Aktie des Getränkekonzerns legt zu

Brau und Brunnen dementiert Anteilsverkauf der HVB

Der Dortmunder Getränkekonzern Brau und Brunnen hat Spekulationen widersprochen, wonach die Hypovereinsbank (HVB) ihre Mehrheitsbeteiligung an der Gesellschaft verkaufen wolle.

Reuters DüSSELDORF. "Die HVB hat uns bisher immer zugesagt, zu uns zu stehen. Sollte sich das ändern, gehen wir davon aus, als Erste davon zu erfahren", sagte Unternehmenssprecherin Birgit Czernotzky am Freitag. Zuvor hatte es Berichte gegeben, wonach die Hypovereinsbank ihre 55-prozentige Beteiligung an der Firma angeblich an den belgischen Brauerei-Riesen Interbrew und an den Brauer Scottish & Newcastle verkaufen wolle.
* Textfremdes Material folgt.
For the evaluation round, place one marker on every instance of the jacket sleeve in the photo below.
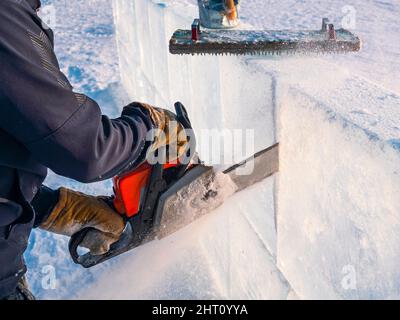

Ein Sprecher der HVB wollte sich zu den Berichten über die angeblichen Verhandlungen nicht äußern. Er wiederholte aber frühere Äußerungen der Bank, dass Brau und Brunnen nicht zu den strategischen Beteligungen der Bank gehöre, weshalb ein Verkauf über kurz oder lang nicht ausgeschlossen sei. Am Donnerstag hatte die HVB auf ihrer Bilanzpressekonferenz angekündigt, einen Teil ihrer österreichischen Tochter Bank Austria zu verkaufen.

Die belgische ING-Bank hatte am Nachmittag auf Grund der Gerüchte um Brau und Brunnen ihre Einstufung von Interbrew auf "Hold" von zuvor "Buy" herabgestuft. Eine mögliche Beteiligung von Interbrew an Brau und Brunnen sei aus Sicht der Investoren aber unerwünscht, da der belgische Brauer besser durch organisches Wachstum zulegen solle, statt durch Zukäufe, begründeten die Analysten von ING. Die Aktie von Brau und Brunnen legte bis zum Abend um knapp fünf Prozent zu auf 62 ?.